Analogical-based Bayesian Optimization

TL;DR

This paper introduces Analogical-based Bayesian Optimization, a novel approach that maximizes black-box functions over complex domains using only similarity scores, extending traditional Bayesian Optimization to non-vectorial objects.

Contribution

It proposes a new framework that replaces kernel similarity with a genetic similarity score within Gaussian Processes for optimization over non-vectorial domains.

Findings

Defines influence level for Gaussian Processes to replace kernel similarity

Develops strategies for batch query selection in high-dimensional spaces

Extends Bayesian Optimization to domains with only similarity scores

Abstract

Some real-world problems revolve to solve the optimization problem \max_{x\in\mathcal{X}}f\left(x\right) where f\left(.\right) is a black-box function and X might be the set of non-vectorial objects (e.g., distributions) where we can only define a symmetric and non-negative similarity score on it.
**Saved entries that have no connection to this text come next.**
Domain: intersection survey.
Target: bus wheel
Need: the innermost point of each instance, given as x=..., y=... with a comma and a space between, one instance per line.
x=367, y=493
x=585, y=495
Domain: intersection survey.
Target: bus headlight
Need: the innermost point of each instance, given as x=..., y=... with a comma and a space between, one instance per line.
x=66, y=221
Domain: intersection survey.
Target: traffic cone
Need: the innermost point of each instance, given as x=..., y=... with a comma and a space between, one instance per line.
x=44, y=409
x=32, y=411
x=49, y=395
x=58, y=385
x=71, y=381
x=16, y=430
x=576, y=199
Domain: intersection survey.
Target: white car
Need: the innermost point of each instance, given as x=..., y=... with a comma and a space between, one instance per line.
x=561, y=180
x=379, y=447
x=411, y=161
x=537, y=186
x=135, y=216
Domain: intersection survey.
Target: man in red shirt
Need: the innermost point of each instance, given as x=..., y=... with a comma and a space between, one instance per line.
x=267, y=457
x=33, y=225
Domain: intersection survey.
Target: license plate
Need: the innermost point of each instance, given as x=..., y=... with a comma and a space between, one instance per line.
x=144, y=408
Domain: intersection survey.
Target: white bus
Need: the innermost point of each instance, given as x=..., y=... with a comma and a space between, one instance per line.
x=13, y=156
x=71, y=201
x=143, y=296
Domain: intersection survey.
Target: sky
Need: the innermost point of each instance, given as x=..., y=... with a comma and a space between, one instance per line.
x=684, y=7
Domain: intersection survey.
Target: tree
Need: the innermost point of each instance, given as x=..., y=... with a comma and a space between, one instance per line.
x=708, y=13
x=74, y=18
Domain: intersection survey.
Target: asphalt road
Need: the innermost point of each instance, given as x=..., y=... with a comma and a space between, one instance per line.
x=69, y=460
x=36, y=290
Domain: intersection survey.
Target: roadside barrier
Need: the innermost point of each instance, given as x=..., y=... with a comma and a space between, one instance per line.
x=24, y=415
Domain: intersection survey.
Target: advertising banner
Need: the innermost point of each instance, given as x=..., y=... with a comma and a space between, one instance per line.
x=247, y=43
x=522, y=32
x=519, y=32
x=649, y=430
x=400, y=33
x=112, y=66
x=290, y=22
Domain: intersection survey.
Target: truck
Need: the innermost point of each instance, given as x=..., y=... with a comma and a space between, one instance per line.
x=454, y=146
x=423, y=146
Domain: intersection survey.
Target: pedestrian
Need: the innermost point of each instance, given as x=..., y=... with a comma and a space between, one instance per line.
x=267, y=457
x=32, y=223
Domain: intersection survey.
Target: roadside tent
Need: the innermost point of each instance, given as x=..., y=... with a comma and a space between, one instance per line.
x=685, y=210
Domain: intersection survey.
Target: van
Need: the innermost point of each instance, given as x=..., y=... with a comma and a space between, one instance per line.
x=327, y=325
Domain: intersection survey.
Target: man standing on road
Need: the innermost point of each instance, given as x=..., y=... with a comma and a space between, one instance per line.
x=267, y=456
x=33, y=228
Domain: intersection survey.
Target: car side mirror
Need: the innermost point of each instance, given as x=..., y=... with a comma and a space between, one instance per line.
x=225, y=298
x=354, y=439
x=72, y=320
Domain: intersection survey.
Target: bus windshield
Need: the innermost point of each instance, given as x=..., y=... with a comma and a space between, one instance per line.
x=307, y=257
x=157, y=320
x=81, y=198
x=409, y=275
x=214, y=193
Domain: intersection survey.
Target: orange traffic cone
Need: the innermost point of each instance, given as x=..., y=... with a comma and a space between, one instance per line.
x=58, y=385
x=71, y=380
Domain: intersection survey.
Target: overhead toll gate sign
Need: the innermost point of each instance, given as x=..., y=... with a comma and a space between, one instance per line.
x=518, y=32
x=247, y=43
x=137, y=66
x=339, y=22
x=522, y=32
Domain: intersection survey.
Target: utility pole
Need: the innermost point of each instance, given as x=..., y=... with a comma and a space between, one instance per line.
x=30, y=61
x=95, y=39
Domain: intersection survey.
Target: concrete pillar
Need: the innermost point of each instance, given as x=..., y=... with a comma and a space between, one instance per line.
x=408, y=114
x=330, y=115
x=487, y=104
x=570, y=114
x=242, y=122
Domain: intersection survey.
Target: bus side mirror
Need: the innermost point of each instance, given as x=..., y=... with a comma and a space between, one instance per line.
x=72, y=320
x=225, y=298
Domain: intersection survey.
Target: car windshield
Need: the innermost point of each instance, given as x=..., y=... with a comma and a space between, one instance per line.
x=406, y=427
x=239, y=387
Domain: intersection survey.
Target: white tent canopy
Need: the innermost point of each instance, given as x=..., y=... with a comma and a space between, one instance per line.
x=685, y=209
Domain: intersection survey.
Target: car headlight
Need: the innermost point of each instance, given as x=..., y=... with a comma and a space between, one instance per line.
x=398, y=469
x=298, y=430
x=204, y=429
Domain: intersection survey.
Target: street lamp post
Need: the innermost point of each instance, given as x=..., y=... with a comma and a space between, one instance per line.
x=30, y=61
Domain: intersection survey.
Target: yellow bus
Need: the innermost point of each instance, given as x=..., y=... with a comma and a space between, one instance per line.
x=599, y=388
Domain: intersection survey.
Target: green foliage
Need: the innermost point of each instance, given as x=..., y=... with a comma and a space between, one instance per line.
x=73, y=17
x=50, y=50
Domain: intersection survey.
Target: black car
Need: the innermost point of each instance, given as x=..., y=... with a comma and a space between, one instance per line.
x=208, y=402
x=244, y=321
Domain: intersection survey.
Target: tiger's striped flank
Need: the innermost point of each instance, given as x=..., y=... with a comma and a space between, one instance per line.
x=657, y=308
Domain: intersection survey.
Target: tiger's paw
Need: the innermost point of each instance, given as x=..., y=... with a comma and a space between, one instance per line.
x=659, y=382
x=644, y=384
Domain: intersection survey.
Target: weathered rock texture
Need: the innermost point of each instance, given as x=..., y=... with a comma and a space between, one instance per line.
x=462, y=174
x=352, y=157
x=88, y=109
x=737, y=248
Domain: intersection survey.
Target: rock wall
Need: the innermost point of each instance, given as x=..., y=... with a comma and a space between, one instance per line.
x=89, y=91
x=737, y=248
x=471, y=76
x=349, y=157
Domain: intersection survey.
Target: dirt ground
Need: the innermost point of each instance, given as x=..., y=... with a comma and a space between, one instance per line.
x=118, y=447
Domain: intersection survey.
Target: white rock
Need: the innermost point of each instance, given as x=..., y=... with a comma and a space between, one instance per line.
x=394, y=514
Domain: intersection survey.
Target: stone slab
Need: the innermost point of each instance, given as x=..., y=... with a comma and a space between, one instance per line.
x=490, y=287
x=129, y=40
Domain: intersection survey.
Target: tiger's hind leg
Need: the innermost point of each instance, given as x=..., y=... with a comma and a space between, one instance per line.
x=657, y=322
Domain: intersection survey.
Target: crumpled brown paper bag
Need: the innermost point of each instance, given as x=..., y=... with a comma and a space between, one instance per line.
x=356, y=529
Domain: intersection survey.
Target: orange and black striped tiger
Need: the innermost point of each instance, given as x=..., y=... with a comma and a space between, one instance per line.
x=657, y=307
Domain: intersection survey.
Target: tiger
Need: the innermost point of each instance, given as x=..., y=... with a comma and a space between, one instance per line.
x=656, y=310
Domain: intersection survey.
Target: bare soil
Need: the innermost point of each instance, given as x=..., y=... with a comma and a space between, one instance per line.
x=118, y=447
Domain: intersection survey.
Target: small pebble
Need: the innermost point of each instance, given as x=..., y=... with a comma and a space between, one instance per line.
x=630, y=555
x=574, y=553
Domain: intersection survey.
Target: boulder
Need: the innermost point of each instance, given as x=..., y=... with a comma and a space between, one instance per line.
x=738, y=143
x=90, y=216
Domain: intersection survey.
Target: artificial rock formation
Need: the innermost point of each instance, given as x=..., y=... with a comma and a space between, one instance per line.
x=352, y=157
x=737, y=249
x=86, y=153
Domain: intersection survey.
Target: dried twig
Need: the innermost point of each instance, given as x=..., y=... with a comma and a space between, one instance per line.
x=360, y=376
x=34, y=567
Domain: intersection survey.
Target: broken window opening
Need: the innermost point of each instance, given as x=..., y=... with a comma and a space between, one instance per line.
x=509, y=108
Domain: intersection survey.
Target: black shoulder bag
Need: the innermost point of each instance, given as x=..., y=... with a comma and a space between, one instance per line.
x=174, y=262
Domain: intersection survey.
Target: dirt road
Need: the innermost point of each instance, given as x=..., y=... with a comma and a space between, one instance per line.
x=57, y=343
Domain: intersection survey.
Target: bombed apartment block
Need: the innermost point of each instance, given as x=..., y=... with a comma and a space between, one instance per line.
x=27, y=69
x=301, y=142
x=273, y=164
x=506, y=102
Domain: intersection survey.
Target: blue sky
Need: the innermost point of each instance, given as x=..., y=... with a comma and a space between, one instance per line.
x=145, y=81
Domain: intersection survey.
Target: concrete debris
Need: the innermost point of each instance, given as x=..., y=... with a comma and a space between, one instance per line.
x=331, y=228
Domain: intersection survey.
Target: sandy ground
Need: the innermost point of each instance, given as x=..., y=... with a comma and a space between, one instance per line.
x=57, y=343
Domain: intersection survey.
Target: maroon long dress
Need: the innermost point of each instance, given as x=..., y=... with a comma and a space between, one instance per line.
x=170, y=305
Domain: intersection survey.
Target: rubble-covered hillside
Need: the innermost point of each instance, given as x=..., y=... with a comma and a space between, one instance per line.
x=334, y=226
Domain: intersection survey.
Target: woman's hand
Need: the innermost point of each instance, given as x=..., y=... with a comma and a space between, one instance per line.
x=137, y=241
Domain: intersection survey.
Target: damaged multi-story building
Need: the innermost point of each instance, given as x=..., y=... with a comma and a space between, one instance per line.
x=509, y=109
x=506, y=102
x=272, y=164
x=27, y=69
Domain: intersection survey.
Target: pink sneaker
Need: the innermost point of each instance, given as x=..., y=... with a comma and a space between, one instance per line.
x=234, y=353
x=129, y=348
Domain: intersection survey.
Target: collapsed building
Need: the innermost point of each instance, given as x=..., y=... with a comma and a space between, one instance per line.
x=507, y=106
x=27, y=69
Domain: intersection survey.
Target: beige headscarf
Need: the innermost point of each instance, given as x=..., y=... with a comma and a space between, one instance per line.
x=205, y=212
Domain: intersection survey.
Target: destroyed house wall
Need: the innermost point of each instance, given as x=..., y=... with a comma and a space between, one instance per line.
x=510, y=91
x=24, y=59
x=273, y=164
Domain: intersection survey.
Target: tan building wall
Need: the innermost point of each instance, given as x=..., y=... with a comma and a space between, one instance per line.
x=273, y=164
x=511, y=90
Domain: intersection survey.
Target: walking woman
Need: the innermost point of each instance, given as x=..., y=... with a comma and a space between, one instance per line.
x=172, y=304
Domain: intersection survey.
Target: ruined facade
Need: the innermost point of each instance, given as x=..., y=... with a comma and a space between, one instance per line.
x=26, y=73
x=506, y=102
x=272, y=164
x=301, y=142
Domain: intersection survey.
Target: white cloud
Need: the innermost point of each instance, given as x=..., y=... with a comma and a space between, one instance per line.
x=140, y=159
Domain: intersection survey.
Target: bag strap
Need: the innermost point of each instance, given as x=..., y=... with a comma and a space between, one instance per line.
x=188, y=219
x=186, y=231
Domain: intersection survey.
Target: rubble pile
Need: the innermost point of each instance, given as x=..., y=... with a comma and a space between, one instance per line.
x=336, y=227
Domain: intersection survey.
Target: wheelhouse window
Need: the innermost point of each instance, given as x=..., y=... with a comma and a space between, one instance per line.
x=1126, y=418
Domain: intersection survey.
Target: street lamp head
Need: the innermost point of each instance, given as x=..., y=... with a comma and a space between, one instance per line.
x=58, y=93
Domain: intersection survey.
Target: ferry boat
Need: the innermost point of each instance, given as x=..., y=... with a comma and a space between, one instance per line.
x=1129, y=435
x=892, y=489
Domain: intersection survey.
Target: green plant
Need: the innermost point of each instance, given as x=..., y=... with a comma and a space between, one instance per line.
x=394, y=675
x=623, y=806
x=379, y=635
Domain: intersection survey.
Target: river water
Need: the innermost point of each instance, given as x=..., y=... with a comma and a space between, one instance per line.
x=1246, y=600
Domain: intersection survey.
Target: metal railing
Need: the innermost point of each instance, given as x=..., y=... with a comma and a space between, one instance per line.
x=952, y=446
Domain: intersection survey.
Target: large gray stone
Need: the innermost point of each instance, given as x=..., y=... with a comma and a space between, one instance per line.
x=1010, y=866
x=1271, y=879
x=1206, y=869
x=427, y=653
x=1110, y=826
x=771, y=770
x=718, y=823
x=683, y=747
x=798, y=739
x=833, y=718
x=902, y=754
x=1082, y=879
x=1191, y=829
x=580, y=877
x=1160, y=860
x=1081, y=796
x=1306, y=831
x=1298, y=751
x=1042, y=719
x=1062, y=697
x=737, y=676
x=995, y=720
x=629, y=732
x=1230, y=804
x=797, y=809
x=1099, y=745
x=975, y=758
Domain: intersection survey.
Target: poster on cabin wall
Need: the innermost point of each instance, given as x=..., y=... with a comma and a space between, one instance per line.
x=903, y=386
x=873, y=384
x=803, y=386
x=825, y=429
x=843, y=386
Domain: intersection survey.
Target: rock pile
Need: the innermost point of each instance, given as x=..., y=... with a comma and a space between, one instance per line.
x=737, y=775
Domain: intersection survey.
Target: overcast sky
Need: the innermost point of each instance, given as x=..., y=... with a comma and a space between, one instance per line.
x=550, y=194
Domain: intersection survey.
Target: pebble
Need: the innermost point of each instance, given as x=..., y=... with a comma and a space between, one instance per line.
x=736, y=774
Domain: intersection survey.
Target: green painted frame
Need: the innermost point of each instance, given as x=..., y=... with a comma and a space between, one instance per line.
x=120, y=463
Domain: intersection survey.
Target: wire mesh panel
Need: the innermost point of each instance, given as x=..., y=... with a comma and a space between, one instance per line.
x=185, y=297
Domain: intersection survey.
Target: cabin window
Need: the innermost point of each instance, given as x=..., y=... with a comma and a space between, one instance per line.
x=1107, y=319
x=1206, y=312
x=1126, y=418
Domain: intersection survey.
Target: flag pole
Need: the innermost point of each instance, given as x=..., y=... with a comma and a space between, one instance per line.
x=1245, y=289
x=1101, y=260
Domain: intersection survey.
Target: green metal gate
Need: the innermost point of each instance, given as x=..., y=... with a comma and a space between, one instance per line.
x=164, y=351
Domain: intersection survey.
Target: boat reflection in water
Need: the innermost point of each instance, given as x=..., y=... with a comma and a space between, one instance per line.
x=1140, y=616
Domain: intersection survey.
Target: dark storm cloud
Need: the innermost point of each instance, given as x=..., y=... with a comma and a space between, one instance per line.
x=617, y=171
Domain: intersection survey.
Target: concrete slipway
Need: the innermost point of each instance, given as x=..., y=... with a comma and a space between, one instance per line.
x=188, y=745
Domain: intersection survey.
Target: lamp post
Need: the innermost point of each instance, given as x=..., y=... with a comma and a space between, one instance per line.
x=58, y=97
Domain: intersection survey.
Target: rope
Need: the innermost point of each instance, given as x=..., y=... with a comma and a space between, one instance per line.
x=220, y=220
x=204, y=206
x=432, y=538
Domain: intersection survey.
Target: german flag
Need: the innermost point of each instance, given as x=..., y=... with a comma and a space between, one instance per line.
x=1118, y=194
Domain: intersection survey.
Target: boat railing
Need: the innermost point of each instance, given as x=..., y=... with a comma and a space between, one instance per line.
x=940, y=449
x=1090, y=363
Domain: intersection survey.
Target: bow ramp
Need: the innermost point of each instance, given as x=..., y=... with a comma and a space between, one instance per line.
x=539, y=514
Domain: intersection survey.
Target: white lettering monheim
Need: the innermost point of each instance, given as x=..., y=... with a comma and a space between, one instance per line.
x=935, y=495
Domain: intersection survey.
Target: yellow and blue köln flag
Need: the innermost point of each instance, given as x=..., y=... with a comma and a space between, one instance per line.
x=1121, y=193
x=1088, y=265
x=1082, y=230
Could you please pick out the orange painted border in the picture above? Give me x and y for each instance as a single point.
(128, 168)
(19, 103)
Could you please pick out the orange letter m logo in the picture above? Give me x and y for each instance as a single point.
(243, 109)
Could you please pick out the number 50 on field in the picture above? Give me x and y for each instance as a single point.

This setting requires a novel view for the standard framework of Bayesian Optimization that generalizes the core insightful spirit of this framework. With this spirit, in this paper, we propose Analogical-based Bayesian Optimization that can maximize black-box function over a domain where only a similarity score can be defined. Our pathway is as follows: we first base on the geometric view of Gaussian Processes (GP) to define the concept of influence level that allows us to analytically represent predictive means and variances of GP posteriors and base on that view to enable replacing kernel similarity by a more genetic similarity score. Furthermore, we also propose two strategies to find a batch of query points that can efficiently handle high dimensional data.